Icelandic dress
Travellers to Iceland in the eighteenth and nineteenth centuries regularly illustrated their descriptions of local customs with images of the distinctive native dress, especially that of the women.
Over a decorated vest fastened with silver clasps was worn a jacket of black velvet with silver buttons, surmounted by a velvet ruff around the neck. The turban-like headdress of linen might be up to twenty inches high. For bridal or special occasions it was richly decorated with gold or silver, depending on the wealth of the wearer.

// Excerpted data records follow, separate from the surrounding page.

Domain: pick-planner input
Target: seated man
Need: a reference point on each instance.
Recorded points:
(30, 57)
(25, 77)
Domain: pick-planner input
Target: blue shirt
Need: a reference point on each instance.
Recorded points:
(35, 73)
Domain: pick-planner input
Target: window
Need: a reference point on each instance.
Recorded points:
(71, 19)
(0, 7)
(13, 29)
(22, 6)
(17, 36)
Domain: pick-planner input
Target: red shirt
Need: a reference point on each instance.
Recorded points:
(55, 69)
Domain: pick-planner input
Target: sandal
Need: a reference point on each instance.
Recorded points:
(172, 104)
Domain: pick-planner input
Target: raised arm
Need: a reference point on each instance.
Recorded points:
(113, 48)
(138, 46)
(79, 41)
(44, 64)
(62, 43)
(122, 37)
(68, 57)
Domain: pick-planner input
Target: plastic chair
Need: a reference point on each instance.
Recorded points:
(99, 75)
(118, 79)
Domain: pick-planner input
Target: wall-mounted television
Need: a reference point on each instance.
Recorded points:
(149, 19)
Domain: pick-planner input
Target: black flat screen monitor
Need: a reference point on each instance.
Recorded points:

Ólafsson and Pálsson, sent by the Danish Academy of Sciences to survey Iceland for the King, contrasted peasant dress with that of brides or ladies of higher rank (Travels in Iceland, English trans., London, 1805). The colours of the different categories of dress were also recorded by Sir George Steuart Mackenzie, a traveller whose primary purpose in visiting Iceland in 1810 was in fact mineralogical research (Travels in the Island of Iceland, Edinburgh, 1812).
Travels in Iceland, 1805
Travels in the Island of Iceland, 1812
Other travellers, too, extended their original research to include accounts of local costume and customs. Sir William Jackson Hooker (1785-1865), for example, included a brightly coloured illustration of an Icelandic lady in bridal dress when he published the record of his 1809 visit to Iceland. In his case, the lure of Iceland was botanical; his expedition was funded by the eminent botanist Sir Joseph Banks who had visited the country in 1772.
Ebenezer Henderson (1784-1858), a Scot, was a missionary who toured Iceland in 1814-15, distributing bibles. In publishing his experiences in 1818 (Iceland; or the Journal of a Residence in that Island), he illustrated his description of the local people with a picture of an Icelandic family, including a young child in formal costume.